One of America's biggest problems is a fiat currency which has lost 85% of its value since 1971 when Nixon eliminated the gold standard.
Yesterday I discussed one possible solution. States could create or incentivize banks that safely store deposits of gold and silver, and issue a digital representation of its value. The value would not be denominated in dollars. Instead, the precious metals themselves would be indexed to purchasing power.
The banks would make money in the same way banks currently do, by lending and charging interest.
States could incentivize the use of this real money by giving discounts to anyone who paid their taxes with this new digital metal-backed money.
And the state's incentive to do this is to cushion an economic crisis triggered by massive debt, inflation, and loss of confidence in value the US dollar.
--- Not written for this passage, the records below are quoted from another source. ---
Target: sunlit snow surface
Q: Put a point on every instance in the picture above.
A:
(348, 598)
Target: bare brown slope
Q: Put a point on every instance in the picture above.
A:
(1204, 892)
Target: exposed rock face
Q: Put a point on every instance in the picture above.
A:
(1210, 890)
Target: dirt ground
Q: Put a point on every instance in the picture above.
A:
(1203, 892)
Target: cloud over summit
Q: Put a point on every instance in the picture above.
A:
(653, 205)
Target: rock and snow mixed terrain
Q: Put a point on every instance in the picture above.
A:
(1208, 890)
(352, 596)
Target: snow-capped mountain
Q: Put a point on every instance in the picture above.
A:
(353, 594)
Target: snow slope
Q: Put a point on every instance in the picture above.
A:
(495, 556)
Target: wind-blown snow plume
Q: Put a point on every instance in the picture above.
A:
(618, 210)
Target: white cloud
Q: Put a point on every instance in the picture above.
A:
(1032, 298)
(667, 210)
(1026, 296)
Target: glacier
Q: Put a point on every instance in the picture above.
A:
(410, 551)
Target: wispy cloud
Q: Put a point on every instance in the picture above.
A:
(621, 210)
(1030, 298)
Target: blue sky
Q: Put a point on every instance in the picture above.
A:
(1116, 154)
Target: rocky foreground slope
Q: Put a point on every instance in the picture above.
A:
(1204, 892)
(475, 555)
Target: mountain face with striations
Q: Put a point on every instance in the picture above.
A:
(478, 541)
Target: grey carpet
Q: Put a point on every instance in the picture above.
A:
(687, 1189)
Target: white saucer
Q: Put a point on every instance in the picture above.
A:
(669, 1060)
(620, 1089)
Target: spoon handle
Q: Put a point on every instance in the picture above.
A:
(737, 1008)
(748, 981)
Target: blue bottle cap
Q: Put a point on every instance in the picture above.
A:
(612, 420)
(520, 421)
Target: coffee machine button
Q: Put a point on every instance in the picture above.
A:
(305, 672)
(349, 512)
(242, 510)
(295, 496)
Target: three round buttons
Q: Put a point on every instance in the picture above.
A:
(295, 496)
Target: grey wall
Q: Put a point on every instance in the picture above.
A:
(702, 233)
But one possible pitfall of this system is a shortage of physical gold or silver to deposit, thus creating excess demand, and driving the price of gold and silver up.
So here's another alternative.
You know the golden rule–he who has the gold makes the rules.
If states position themselves right, they can avert financial disaster when DC's luck finally runs out.
Imagine 50 governments scrambling to enact the best policies, to attract businesses, to foster a high tech workforce, and to give citizens a better option for government.
Who's got the strongest economy? The state with the best financial system. The state that saved its people from a collapsing US dollar.
Competition between cryptocurrencies has set the tone for modern mediums of exchange.
Bitcoin was first on the scene.
Whoever created Bitcoin wrote an algorithm to create the blockchain.